Let's end with a practical example of this: the Vulkan graphics library. Vulkan is a low-level, cross-platform library for 3D graphics powered by GPUs, and is often consumed as a shared library. You can always use it directly — like you might use `pthread_mutex_lock()`
in C — but several bindings layers have been written to provide more convenient use of it from other languages, like ash for Rust, and Vulkan-Hpp for C++. These aren't distributed as shared libraries alongside the Vulkan binary, but are instead baked right into the programs using them (often as static libraries) just as you would Google's Abseil library when using absl::Mutex as an elegant wrapper over the kernel's implementation of a mutex, and its corresponding C APIs.
Enormous thanks to Ken Rockot and Daniel Cheng for helping me understand many of the complicated concept that took me way too long to grasp.
As mentioned, while name mangling is perhaps the most obvious way to observe binary incompatibility, it's actually the least interesting, and maybe one of the least frequent causes of binary incompatibility. In practice, even if compilers promised to mangle names according to a standard for the sake of the tooling industry, other significant compiler-specific differences result in more serious binary incompatibilities. Since the C++ feature set is so rich, compilers can choose to implement the same language semantics differently under the hood, making different tradeoffs and optimizations that emerge at the binary level.
In practice, compilers actually attempt to be as ABI-compatible with each other as they can, so observing egregious ABI incompatibility is harder than you think. There are two notable examples:
Clang's C++ ongoing attempt at ABI-compatibility with MSVC when compiling on Windows — but note that ABI compatibility is indeed ongoing, will never be perfect, and isn't standardized by any external resource.

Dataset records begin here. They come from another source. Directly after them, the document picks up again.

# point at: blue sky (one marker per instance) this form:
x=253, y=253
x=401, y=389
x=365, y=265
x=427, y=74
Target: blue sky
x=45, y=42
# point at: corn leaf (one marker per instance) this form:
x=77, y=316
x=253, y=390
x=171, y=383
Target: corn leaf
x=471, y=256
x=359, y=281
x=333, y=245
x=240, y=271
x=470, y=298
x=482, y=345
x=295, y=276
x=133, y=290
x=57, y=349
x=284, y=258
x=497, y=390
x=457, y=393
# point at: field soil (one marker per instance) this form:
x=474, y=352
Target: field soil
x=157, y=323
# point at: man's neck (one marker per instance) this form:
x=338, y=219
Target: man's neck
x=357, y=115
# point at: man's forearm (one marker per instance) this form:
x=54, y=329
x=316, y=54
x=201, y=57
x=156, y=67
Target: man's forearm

The Itanium C++ ABI Specification that GCC and Clang try and adhere to on Unix — in fact one of Clang's design goals was to be ABI-compatible with GCC from the beginning.
Notwithstanding these attempts at ABI compatibility, there does not exist an official standard that every C++ compiler must adhere to on a given platform, and insofar as different compilers are ABI-compatible, it is in spite of the absence of an official standard, not because of it — the whole effort at ABI compatibility is driven by compiler-vendor-driven.
Moreover, the same compiler won't always have a stable ABI across different versions of itself. MSVC only adopted a stable ABI as of 2015, and for example, the ABI of std::span
breaks in between GCC10 and GCC11, as does std::string
in between GCC4 and GCC5. This is in addition to the various bugs that will always crop up over time.